BoG Governor Outlines Reforms to Ease SME Integration Into Global Value Chains
Ghana’s central bank governor, Johnson Asiama, has pledged to accelerate financial reforms aimed at integrating small and medium-sized enterprises into regional and global value chains, arguing that the country’s competitiveness depends on broadening SME access to finance and foreign exchange.
Speaking at a workshop in Accra organised by the Ghana Association of Banks in collaboration with Afreximbank, the AfDB and the Trade and Development Bank, Asiama said Ghana’s recent macroeconomic stabilisation — marked by disinflation, stronger reserves and improving investor confidence — provides a “foundation on which our SMEs must now thrive.”
He warned, however, that persistent financing gaps, high compliance costs and currency volatility risk excluding local firms from structured supply chains in agribusiness, manufacturing and digital services. “The path to global value chains starts at home,” he noted, urging greater investment in domestic capacity and regional trade under the AfCFTA as stepping stones to global competitiveness.
Asiama pressed commercial banks to move “beyond collateral-based lending” towards cashflow finance, supply-chain models and blended arrangements with development finance institutions.
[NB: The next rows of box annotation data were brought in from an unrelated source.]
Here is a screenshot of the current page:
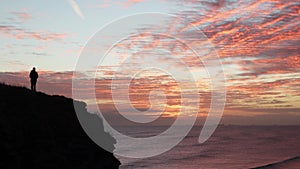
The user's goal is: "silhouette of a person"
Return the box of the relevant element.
[29,67,39,92]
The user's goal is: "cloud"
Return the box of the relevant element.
[68,0,84,19]
[12,12,32,22]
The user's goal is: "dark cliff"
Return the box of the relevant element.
[0,84,120,169]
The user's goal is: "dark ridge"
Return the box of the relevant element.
[251,156,300,169]
[0,84,120,169]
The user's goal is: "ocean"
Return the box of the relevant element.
[116,125,300,169]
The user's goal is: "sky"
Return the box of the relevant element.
[0,0,300,125]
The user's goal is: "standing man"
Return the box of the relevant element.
[29,67,39,92]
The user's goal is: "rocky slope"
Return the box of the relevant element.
[0,84,120,169]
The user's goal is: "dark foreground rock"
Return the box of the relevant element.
[0,84,120,169]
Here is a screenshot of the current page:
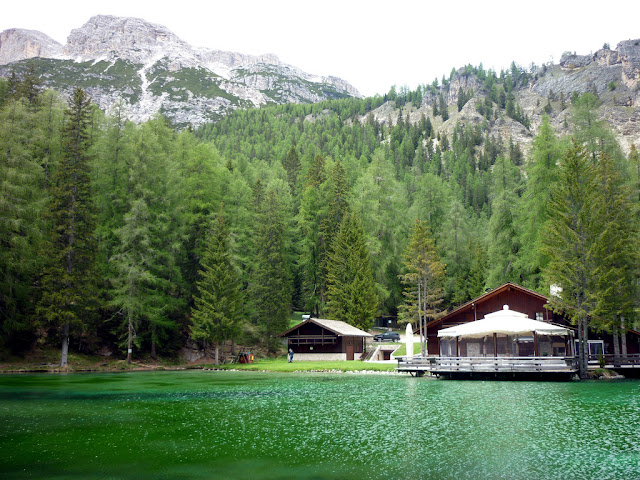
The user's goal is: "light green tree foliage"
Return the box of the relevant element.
[519,115,565,290]
[110,118,184,358]
[110,198,162,363]
[353,150,408,311]
[282,145,301,195]
[487,156,521,288]
[543,144,599,376]
[248,190,292,351]
[320,161,351,288]
[190,210,243,365]
[92,105,136,282]
[298,155,327,316]
[400,220,445,355]
[327,213,378,331]
[38,88,97,366]
[438,200,476,305]
[590,153,640,330]
[173,137,226,298]
[409,172,453,235]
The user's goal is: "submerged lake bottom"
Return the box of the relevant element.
[0,371,640,480]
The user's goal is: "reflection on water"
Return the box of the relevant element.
[0,371,640,480]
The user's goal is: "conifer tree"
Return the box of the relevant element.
[543,143,598,377]
[401,220,445,356]
[487,156,521,288]
[282,145,301,194]
[38,88,97,366]
[111,198,162,363]
[249,190,292,351]
[518,115,562,290]
[589,153,640,338]
[298,155,326,316]
[190,209,243,365]
[327,213,378,331]
[0,100,46,347]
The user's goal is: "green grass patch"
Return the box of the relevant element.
[203,356,396,372]
[393,343,420,357]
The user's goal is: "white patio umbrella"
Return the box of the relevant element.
[404,323,413,357]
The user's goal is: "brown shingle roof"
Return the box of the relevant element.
[279,318,372,337]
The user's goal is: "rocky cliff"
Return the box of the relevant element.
[361,40,640,156]
[0,28,62,65]
[0,15,360,125]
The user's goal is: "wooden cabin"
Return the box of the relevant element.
[280,318,372,362]
[427,283,640,359]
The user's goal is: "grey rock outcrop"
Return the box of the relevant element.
[0,28,62,65]
[0,15,360,125]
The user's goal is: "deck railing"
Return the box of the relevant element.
[589,353,640,367]
[398,356,577,374]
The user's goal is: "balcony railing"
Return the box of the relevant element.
[398,356,577,374]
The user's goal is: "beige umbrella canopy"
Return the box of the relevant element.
[438,305,569,338]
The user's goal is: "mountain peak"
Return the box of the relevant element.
[63,15,192,63]
[0,28,62,65]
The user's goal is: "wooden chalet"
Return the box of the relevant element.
[398,283,640,377]
[427,283,567,355]
[280,318,372,361]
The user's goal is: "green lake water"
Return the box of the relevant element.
[0,371,640,480]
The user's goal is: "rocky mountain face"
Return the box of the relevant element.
[0,15,360,125]
[361,39,640,153]
[0,28,62,65]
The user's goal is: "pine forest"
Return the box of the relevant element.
[0,67,640,365]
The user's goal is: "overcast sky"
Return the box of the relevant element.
[0,0,640,95]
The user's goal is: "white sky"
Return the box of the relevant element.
[0,0,640,95]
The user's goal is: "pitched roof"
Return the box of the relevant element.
[438,305,569,338]
[279,318,372,337]
[427,282,549,328]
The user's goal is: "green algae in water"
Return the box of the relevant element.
[0,371,640,480]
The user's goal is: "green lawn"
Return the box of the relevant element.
[204,356,396,372]
[393,343,420,357]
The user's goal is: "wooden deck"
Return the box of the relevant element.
[396,356,578,378]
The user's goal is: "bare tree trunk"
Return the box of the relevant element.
[578,319,589,378]
[127,311,133,363]
[612,318,620,367]
[418,281,425,358]
[151,325,157,360]
[620,317,627,362]
[60,322,69,367]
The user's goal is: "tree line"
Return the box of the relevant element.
[0,67,640,368]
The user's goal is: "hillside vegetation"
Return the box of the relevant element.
[0,56,640,359]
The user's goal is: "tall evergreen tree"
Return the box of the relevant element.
[519,115,562,289]
[248,190,292,351]
[190,209,243,365]
[327,213,378,331]
[543,143,598,377]
[589,153,640,338]
[401,220,445,356]
[0,101,46,347]
[111,198,162,363]
[38,88,97,366]
[487,156,521,288]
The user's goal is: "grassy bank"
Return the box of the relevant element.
[0,349,396,373]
He added that the Bank of Ghana’s reforms — from strengthening bank capital and credit infrastructure to promoting digital rails and green finance — were designed to “equip Ghanaian enterprises with a transparent, predictable environment that enables them to compete confidently.”
The governor also defended recent foreign exchange market reforms, which include stricter reporting requirements, tighter anti-speculation rules and a push for dedollarisation. These, he said, are intended to stabilise the cedi, reduce volatility and provide SMEs with more predictable access to foreign exchange for trade and investment.
“As sustainability becomes a prerequisite for global market access, Ghana cannot afford to lag behind,” Asiama said, urging banks to align lending with green and transition finance.